The scientists found that when triple-negative breast cancer cells invade other tissues on their way to another part of the body, they acquire two cellular traits: better movement and better survival.
To do this, breast cancer cells receive a cellular skeletal protein called vimentin, which improves the ability of cells called mesenchymal cells, a type of cell typically found in bone and bone marrow, to migrate and form new cells.
Triple-negative breast cancer cells also gain survival benefits by producing a protein called E-cadherin, which is typically found in epithelial cells that line the ducts and coverings of organs and are often self-renewing.
When triple-negative breast cancer cells acquire such survival and migratory properties, scientists classify their cellular state as so-called hybrid epithelial mesenchymal (EMT) cells.
To study molecules involved in hybrid EMT states in more detail, the scientists sought the help of Elana Ready, Ph.D., department head and associate director of quantitative sciences and co-director of the Convergence Institute at the Johns Hopkins Kimmel Cancer Center to follow the molecular patterns of individual cells in cell assays that model invasion from the primary tumor and formation of a colony at a metastatic site.

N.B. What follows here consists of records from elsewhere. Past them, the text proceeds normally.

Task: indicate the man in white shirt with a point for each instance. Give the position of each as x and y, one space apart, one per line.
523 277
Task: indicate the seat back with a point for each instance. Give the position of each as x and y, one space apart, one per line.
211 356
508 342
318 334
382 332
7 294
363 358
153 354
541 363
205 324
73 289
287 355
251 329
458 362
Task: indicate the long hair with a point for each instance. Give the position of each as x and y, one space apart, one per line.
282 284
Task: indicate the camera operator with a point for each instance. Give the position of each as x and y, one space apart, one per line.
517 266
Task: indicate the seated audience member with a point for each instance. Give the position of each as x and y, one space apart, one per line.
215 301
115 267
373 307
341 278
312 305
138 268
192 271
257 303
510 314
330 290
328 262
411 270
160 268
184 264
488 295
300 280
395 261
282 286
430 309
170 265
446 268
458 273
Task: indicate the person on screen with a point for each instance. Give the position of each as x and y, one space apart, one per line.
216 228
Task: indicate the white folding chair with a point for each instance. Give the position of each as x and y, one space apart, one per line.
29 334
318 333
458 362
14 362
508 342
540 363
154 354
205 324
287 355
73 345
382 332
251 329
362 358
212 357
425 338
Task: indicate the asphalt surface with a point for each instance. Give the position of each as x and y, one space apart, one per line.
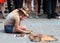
38 26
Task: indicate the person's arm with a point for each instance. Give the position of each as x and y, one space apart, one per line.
17 25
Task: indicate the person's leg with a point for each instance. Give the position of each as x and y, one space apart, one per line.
29 4
18 3
39 4
54 5
9 5
44 7
49 8
3 9
22 29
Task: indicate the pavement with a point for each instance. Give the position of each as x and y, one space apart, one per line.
38 26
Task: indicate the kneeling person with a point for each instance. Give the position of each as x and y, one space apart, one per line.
13 21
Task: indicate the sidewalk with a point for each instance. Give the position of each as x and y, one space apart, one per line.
42 26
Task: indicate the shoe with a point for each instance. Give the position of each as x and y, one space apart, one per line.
37 16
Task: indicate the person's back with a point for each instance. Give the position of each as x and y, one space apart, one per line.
9 19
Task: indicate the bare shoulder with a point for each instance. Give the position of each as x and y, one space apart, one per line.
16 18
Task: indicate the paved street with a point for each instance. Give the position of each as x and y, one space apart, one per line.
41 25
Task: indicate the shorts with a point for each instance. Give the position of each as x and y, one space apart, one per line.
8 28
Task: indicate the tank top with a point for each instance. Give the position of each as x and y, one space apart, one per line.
9 19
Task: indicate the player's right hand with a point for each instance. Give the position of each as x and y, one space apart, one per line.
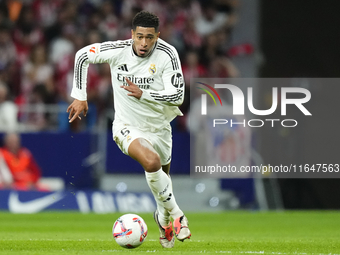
76 108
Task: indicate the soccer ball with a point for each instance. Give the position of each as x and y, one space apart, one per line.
129 231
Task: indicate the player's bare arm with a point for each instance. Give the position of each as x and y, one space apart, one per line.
76 108
134 90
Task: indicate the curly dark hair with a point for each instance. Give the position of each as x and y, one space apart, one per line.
145 19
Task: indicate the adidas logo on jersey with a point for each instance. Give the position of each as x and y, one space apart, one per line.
123 68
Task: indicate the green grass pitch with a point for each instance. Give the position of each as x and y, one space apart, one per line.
241 232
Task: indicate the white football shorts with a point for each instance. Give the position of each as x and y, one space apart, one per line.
161 140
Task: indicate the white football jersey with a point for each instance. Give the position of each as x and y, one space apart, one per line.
159 76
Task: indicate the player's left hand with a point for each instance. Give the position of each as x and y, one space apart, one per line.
134 90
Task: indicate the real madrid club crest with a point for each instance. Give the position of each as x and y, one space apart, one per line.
152 69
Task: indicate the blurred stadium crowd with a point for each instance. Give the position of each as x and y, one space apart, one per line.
39 38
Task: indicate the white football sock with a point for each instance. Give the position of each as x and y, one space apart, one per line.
161 187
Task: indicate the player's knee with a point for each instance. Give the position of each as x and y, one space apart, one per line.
152 163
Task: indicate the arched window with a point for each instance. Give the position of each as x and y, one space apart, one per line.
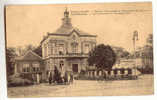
74 47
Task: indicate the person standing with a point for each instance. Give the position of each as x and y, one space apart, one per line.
50 77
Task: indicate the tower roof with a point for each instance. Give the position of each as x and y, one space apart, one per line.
67 28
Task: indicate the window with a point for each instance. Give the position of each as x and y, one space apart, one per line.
45 50
87 48
52 48
49 49
61 49
74 47
36 67
26 67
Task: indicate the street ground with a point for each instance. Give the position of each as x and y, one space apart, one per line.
143 86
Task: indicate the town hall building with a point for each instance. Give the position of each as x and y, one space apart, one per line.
67 48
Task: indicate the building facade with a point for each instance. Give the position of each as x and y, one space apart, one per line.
30 66
67 48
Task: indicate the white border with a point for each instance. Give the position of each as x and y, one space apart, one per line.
3 88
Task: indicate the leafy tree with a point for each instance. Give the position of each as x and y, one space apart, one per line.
38 50
120 52
102 56
10 56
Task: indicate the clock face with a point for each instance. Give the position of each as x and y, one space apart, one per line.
74 37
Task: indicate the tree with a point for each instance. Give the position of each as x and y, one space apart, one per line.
102 56
10 57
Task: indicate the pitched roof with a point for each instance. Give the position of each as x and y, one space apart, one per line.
29 56
66 29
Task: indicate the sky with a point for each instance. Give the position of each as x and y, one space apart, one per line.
113 23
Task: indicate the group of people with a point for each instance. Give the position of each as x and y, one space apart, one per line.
60 77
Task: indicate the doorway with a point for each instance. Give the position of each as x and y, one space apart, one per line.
75 68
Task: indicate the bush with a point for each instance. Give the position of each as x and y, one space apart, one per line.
16 80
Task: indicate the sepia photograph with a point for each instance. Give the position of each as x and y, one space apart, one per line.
85 49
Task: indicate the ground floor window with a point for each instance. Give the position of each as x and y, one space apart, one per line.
36 67
75 67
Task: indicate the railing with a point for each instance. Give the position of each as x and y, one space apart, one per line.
67 55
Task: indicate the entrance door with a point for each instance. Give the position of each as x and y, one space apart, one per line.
75 67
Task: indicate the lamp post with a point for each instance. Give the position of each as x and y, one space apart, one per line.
135 38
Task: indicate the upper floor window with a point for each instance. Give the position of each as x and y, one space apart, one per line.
52 48
26 67
87 48
74 47
49 48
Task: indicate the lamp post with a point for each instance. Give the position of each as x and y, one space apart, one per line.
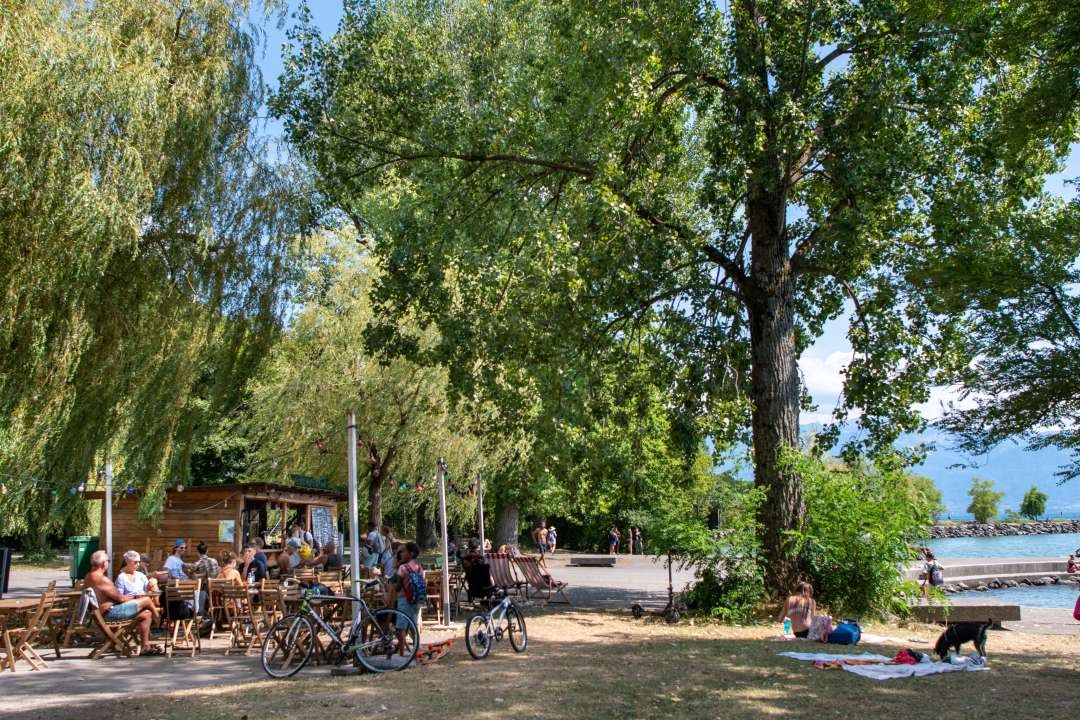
353 512
446 551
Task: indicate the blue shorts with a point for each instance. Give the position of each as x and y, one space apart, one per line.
122 611
406 608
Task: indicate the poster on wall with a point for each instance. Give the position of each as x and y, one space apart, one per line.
322 525
226 531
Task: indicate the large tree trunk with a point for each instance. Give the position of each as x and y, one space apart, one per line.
774 393
426 535
508 522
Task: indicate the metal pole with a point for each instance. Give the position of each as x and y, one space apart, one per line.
446 549
108 512
353 511
480 506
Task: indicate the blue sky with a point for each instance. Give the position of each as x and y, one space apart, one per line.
821 364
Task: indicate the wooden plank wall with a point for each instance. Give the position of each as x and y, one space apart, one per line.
192 516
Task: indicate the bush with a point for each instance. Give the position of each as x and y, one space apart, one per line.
860 525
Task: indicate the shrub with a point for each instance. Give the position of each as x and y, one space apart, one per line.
860 525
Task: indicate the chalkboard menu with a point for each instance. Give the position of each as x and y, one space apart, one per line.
322 525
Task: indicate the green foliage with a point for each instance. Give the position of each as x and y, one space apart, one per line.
984 500
1034 504
553 182
729 581
862 520
144 240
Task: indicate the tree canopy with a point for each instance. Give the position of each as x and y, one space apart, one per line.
144 240
552 184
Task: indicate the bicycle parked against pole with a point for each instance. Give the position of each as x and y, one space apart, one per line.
503 619
373 639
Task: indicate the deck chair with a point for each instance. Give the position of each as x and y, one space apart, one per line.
111 636
18 634
245 623
181 626
542 581
502 572
433 579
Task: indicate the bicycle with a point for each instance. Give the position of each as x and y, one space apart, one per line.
483 627
373 639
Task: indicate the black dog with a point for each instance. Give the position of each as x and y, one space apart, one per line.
957 634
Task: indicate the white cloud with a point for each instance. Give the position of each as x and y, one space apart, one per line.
823 375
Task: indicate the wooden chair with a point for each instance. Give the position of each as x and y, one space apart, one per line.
19 632
434 581
541 581
88 622
246 625
502 572
183 633
327 576
215 603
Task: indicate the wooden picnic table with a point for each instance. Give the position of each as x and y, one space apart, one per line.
18 605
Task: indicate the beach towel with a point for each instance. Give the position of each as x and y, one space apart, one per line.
892 671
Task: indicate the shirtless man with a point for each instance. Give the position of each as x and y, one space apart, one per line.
115 607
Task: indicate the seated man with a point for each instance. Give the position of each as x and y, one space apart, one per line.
115 608
205 565
328 557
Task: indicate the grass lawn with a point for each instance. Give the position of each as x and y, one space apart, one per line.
599 665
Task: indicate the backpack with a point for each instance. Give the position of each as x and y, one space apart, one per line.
846 633
935 575
416 587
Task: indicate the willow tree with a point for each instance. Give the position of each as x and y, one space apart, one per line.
143 240
549 180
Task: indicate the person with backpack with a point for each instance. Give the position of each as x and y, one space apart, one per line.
408 591
931 573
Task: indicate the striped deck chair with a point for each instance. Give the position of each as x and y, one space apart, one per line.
540 580
502 572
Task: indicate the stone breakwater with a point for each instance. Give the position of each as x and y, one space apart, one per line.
1001 529
995 584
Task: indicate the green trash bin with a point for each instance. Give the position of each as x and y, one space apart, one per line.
81 547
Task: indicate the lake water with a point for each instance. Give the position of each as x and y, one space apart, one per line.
1047 596
1049 545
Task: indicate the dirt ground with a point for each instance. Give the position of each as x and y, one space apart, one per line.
596 664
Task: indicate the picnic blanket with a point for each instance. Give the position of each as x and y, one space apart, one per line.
883 671
879 667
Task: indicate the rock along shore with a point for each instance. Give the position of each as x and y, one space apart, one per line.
997 529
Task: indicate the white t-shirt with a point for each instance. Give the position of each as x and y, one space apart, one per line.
133 584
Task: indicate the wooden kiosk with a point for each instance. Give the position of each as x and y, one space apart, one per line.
226 517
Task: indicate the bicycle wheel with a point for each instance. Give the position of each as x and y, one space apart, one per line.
379 648
515 627
477 637
287 646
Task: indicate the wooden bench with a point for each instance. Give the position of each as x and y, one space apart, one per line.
966 613
605 561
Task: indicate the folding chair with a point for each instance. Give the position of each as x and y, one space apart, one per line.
18 634
183 626
245 625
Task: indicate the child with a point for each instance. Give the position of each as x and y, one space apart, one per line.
407 591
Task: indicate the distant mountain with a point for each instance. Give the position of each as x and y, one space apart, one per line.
1012 469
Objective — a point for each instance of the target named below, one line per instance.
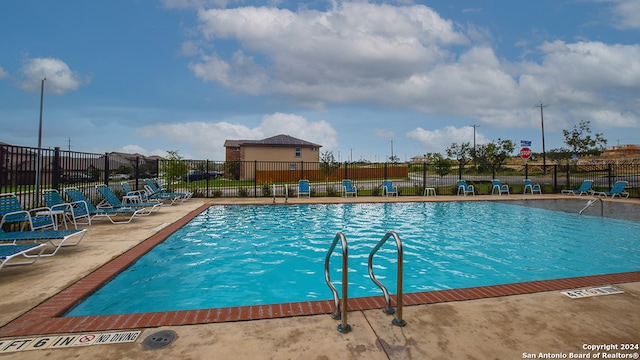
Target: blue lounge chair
(303, 188)
(388, 188)
(349, 188)
(531, 187)
(156, 191)
(465, 189)
(110, 213)
(12, 212)
(585, 188)
(142, 196)
(111, 200)
(31, 252)
(57, 238)
(616, 190)
(71, 211)
(496, 185)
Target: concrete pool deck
(496, 327)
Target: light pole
(38, 159)
(544, 154)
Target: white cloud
(627, 13)
(206, 139)
(59, 77)
(440, 139)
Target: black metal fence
(27, 171)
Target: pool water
(249, 255)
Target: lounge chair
(349, 188)
(465, 189)
(110, 213)
(388, 188)
(496, 185)
(585, 188)
(31, 252)
(531, 187)
(617, 189)
(156, 191)
(111, 200)
(57, 238)
(12, 212)
(142, 196)
(71, 211)
(303, 188)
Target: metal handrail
(590, 203)
(337, 313)
(388, 309)
(286, 193)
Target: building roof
(278, 140)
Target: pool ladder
(341, 308)
(397, 320)
(340, 311)
(590, 203)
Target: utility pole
(392, 157)
(544, 154)
(474, 143)
(38, 159)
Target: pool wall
(46, 317)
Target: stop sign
(525, 153)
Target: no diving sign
(525, 153)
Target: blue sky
(359, 78)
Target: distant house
(275, 148)
(280, 148)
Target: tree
(581, 142)
(461, 153)
(174, 167)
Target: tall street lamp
(38, 159)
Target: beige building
(275, 158)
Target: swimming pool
(281, 250)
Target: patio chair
(531, 187)
(12, 212)
(141, 195)
(496, 185)
(349, 188)
(616, 190)
(70, 211)
(31, 252)
(56, 238)
(303, 188)
(465, 189)
(110, 213)
(111, 200)
(585, 188)
(388, 188)
(156, 191)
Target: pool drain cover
(159, 339)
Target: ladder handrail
(591, 202)
(337, 313)
(388, 309)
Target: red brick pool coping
(45, 318)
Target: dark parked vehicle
(77, 177)
(195, 175)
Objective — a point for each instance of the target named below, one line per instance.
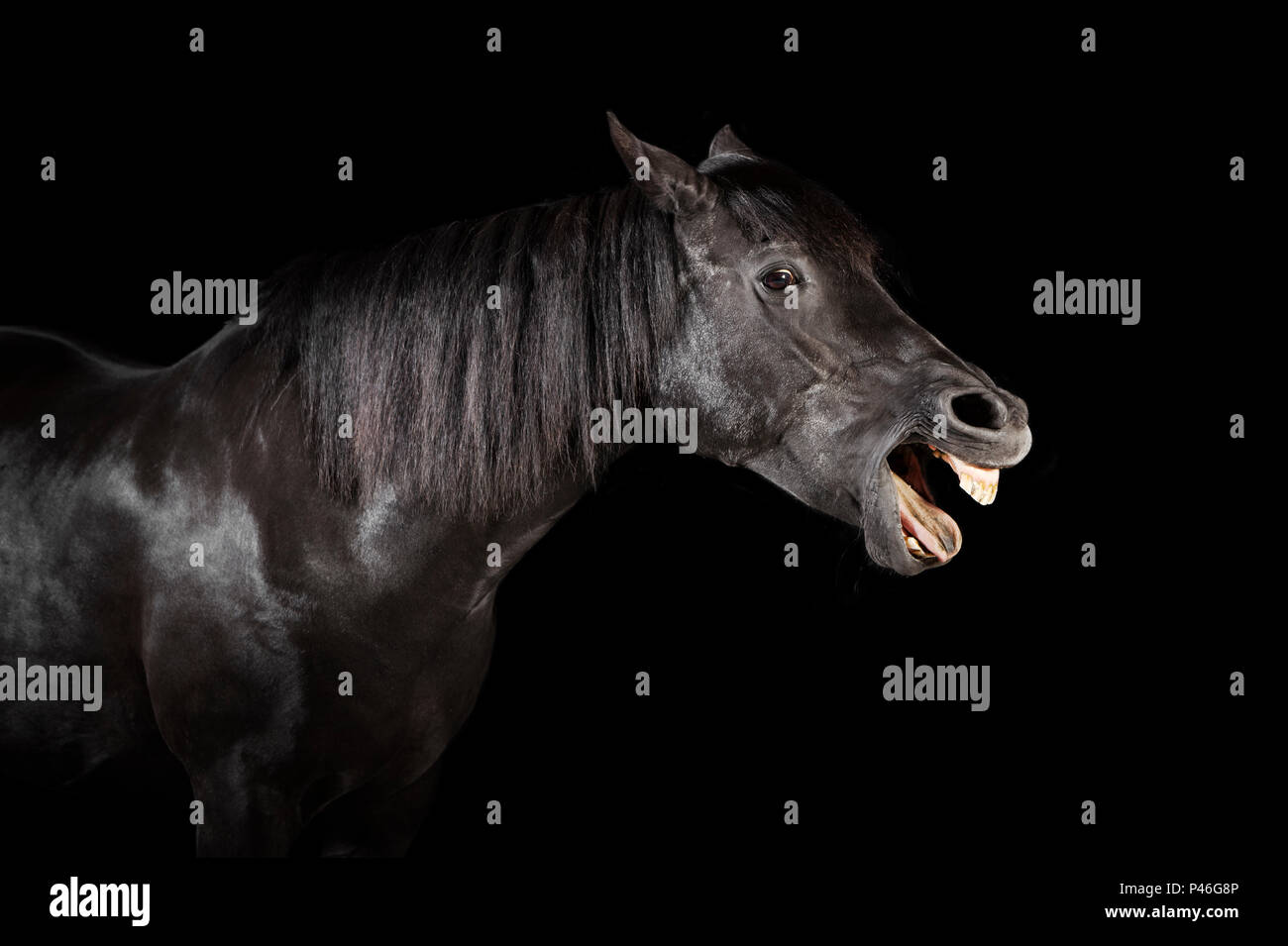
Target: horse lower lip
(934, 530)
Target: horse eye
(778, 279)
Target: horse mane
(472, 409)
(469, 408)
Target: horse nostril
(979, 409)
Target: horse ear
(728, 143)
(670, 183)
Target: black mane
(475, 409)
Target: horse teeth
(914, 547)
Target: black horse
(467, 364)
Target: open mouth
(928, 533)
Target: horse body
(233, 663)
(734, 288)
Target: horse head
(803, 367)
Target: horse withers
(283, 551)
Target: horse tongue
(930, 525)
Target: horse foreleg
(241, 816)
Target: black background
(1108, 683)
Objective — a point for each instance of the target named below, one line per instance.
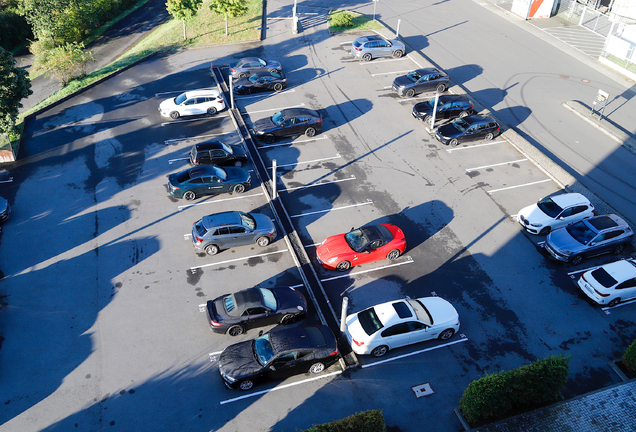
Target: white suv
(192, 103)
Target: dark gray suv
(225, 230)
(594, 236)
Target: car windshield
(461, 125)
(414, 76)
(227, 148)
(219, 172)
(356, 240)
(179, 99)
(248, 220)
(604, 278)
(581, 232)
(278, 118)
(269, 299)
(370, 321)
(263, 349)
(549, 207)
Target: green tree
(65, 62)
(183, 9)
(15, 85)
(229, 9)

Fertig’s computer team used machine learning techniques to find patterns in each cell’s RNA expression, a cousin of DNA involved in protein production. The scientists found that most metastatic cells transform into the more mobile, better surviving, hybrid EMT state. Ewald’s team then validated these conditions in samples from eight patients with triple-negative tumors, examining both primary tumors and tissue from metastases from the same patients.
At the molecular level, most metastatic cells produced five proteins called transcription factors (Grhl2, Foxc2, Zeb1, Zeb2, and Ovol1) that promote the manufacture of proteins involved in either cancer cell invasion or colony formation.
“The molecular differences between metastatic and primary tumors are probably the reason why metastatic tumor cells are so resistant to current treatments,” says Ewald.
His team is investigating ways to block transcription factor genes or resulting proteins to halt metastatic cancer growth, and whether the same molecular and cellular changes occur in other cancers such as colon, adrenal, stomach and small intestine.
Other Johns Hopkins researchers who contributed to the study include Matthew Dunworth, Gaurav Sharma, Melanie Loth, Joseph Tandurella, Ashley Cimino-Mathews, Melissa Gentz, Sydney Bracht, and Meagan Haynes.
The research was supported by the Breast Cancer Research Foundation, the Twisted Pink Foundation, Hope Scarves, the Jayne Koskinas Ted Giovanis Foundation, the Cindy Rosencrans Fund for Triple Negative Breast Cancer Research, and the National Cancer Institute of the National Institutes of Health (U01CA217846, U54CA268083 , 3P30CA006973, U01CA212007, U01CA253403).